Still im Hintergrund schloss Greifhold die schwere Tür.

"Worüber möchtest Du gerne sprechen, Bruder?"

"Über die Zukunft. Giseldas Tod ist traurig, so absehbar er auch gewesen ist. Die Geschicke der großen Schlunder Familie werden jetzt nicht mehr aus Madershöh, sondern von den Eferdstränen her bestimmt. Ich habe Gerüchte vom Hof gehört, dass der Zwerg aus Wandleth sich für den jungen Wolfaran einsetzen würde, und offenbar meinte man, nachdem man ihn gewogen hatte, dass er für zu leicht befunden wurde. Leider haben sich meine Kontakte zur Staatskanzlei bedauerlicherweise vor Kurzen leicht verschlechtert, so dass ich über die weiteren Wünsche der Krone nicht im Bilde bin."

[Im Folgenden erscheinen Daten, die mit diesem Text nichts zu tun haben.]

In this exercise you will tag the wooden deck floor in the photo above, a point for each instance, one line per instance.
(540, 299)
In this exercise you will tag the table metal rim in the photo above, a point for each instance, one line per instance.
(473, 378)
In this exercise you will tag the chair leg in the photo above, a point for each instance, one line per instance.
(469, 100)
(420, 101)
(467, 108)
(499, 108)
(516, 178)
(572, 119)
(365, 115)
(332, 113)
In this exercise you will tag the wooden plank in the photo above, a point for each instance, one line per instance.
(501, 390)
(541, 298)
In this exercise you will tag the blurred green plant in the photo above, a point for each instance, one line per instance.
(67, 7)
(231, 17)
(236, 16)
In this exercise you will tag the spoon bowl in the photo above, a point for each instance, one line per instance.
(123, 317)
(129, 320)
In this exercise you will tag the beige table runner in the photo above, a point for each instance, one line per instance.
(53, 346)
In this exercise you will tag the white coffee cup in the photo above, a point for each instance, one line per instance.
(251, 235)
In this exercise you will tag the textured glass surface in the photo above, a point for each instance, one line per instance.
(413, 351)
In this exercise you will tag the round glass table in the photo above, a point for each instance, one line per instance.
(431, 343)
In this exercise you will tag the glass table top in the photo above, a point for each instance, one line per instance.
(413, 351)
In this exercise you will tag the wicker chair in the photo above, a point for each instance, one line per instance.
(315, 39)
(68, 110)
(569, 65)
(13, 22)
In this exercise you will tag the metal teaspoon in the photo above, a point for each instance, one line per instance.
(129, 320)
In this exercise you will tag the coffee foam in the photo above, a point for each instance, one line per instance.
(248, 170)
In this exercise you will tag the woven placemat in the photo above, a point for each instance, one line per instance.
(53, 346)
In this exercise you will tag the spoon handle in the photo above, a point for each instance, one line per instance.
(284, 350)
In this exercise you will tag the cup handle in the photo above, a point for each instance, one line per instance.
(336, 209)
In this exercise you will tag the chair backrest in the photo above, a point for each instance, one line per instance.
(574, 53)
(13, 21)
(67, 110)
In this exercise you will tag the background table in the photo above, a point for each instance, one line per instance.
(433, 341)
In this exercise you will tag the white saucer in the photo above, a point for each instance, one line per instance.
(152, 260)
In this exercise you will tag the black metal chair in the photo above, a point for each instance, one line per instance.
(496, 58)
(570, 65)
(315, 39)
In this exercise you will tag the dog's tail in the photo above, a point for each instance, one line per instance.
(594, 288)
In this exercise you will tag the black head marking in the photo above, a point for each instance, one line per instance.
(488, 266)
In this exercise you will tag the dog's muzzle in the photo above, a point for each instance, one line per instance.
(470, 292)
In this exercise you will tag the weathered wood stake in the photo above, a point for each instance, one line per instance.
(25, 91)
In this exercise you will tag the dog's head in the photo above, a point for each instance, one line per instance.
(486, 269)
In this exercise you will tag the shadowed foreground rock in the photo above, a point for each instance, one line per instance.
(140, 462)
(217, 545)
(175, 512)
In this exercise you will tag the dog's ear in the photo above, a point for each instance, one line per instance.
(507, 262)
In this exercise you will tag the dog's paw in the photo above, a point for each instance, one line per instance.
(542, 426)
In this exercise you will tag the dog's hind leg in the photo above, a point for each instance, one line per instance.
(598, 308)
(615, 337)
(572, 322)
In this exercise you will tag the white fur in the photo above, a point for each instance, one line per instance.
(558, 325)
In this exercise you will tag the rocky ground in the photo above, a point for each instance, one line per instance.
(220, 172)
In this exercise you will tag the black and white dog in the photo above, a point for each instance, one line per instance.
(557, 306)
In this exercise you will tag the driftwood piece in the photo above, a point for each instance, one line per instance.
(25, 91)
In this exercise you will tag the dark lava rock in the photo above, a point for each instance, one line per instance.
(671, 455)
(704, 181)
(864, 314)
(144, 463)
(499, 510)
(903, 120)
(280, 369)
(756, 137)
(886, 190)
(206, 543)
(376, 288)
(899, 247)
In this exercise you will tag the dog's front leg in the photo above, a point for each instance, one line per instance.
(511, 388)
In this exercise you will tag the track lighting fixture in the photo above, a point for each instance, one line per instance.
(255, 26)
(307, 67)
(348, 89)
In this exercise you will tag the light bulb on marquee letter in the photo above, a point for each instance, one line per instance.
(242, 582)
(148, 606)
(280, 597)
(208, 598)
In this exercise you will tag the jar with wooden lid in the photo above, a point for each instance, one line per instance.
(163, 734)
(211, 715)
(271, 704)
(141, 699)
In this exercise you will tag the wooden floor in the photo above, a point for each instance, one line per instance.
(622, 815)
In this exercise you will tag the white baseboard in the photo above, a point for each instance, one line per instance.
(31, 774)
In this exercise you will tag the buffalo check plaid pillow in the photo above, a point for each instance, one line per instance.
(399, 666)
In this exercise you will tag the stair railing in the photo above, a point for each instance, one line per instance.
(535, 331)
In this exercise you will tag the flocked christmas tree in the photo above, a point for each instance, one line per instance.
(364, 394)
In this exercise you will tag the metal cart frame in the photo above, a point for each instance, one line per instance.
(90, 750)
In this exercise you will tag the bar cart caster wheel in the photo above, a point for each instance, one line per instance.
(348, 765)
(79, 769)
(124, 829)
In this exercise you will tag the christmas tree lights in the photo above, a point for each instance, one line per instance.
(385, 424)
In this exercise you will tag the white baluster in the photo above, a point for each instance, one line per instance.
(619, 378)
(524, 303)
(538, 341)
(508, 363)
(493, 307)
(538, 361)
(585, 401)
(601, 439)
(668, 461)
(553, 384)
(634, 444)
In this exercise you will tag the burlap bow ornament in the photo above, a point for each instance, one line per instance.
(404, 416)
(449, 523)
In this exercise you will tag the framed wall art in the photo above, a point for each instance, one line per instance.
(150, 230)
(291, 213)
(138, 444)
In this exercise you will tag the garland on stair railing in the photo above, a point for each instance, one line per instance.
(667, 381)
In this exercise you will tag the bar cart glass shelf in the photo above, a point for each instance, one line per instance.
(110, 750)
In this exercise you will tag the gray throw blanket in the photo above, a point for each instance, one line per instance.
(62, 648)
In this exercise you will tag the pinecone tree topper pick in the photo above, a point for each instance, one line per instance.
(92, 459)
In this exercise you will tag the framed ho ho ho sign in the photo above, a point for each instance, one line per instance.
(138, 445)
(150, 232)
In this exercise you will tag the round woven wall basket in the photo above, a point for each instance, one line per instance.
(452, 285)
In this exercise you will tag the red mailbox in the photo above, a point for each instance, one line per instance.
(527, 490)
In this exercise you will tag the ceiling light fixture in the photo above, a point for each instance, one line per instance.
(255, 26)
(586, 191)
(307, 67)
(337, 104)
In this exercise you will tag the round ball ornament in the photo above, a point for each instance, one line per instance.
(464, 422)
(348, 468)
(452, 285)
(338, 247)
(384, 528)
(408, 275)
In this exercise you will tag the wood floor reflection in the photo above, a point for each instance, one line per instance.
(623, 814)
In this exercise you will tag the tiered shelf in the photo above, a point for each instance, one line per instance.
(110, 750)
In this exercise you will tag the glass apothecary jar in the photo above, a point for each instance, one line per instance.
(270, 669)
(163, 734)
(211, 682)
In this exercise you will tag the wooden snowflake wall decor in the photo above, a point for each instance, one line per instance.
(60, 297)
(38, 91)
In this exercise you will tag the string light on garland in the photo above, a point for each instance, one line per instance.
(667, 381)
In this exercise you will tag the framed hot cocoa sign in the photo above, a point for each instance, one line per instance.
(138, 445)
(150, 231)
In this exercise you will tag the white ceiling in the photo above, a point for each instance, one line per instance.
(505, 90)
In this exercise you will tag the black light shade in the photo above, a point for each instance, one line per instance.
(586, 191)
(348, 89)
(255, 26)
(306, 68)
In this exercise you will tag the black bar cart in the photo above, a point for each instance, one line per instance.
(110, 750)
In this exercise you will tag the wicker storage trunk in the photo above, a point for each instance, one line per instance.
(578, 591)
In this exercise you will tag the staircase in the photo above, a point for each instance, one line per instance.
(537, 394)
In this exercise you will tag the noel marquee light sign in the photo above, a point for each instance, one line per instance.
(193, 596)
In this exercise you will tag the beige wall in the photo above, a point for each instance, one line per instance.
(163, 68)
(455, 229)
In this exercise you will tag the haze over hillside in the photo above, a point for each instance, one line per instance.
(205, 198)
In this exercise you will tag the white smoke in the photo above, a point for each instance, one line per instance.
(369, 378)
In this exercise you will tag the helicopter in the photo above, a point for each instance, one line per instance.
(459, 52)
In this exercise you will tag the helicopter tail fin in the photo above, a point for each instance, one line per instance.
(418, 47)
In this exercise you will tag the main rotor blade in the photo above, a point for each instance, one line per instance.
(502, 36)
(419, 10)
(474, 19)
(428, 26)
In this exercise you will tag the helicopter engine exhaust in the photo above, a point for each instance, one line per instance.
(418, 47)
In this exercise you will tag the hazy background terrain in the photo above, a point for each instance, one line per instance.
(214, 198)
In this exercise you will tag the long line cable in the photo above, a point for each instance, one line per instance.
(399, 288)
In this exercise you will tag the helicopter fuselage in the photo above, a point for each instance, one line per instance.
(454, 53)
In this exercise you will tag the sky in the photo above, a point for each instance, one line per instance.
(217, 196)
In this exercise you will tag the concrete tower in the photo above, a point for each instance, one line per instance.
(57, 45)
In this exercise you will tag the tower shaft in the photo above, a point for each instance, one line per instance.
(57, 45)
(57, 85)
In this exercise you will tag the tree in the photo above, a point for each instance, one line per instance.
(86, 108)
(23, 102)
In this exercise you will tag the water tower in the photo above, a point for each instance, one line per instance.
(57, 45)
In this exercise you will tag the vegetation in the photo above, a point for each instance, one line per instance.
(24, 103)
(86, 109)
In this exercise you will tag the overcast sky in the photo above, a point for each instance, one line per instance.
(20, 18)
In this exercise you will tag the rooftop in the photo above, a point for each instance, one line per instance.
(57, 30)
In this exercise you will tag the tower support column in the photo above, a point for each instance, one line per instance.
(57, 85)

"Und? Was habe ich damit zu tun?" Alriks Miene war bar jeglicher Regung.

"Versichere den Ochsen, dass wir natürlich der festen Überzeugung sind, dass die Königliche Vogtei bisher bei ihnen stets in besten Händen gewesen ist. Teile ihnen aber auch mit, dass der sture Waffennarr im Wiesenschlösschen mit seinen jüngsten Aktionen sich offenbar nur wenig Freunde gemacht hat. Gareth merkt es schon, wenn die Preise für Waren aus Perricum und dem Perlenmeer drastisch steigen. Und solange der kleine Graf denkt, im Schlund von der Sahne naschen zu können, die sonst Kaisermärker Pfeffersäcke in ihre heiße Al'Anfanische Chocolade gießen, wird man seine Vorschläge sehr genau prüfen."

"Du meinst, wegen der Verzögerungen an der Rabenbrücke? Was hat das mit den Ochsen zu tun?"

"Denk daran, was der Staatsrat in der letzten Zeit für... fragwürdige Entscheidung die Lehensverwaltung getroffen hat. Mich würde es nicht wundern, wenn es mit Madershöh eine ähnliche Wendung nehmen würde."

"Willst Du einen eigenen Kandidaten ins rennen schicken? Wieso sollte Rohaja die treuen Ochsen denn übergehen?"

Luidor seufzte leise. Er erinnerte sich daran, warum er einst, als sie noch Knappen waren, aufgehört hatten, über Politik zu debattieren. Warum er aufgehört hatte.

"Alrik, mach den Ochsen deutlich, dass wir völlig hinter Leobrechts Familie stehen, ihnen in der Zeit der Trauer den Rücken stärken und uns der gemeinsamen dynastischen Verflechtungen der Vergangenheit, die stark waren und stets gute Früchte getragen haben, erinnern. Ich denke, Leobrecht wird verstehen, was Du ihm sagen möchtest."

Sie waren aufgestanden und an der Tür angelangt, die der verschwiegene Secretarius geöffnet hatte. Die beiden Brüder gaben sich die Hand und blickten sich tief in die Augen. Luidor war der erste, der seinen Blick löste.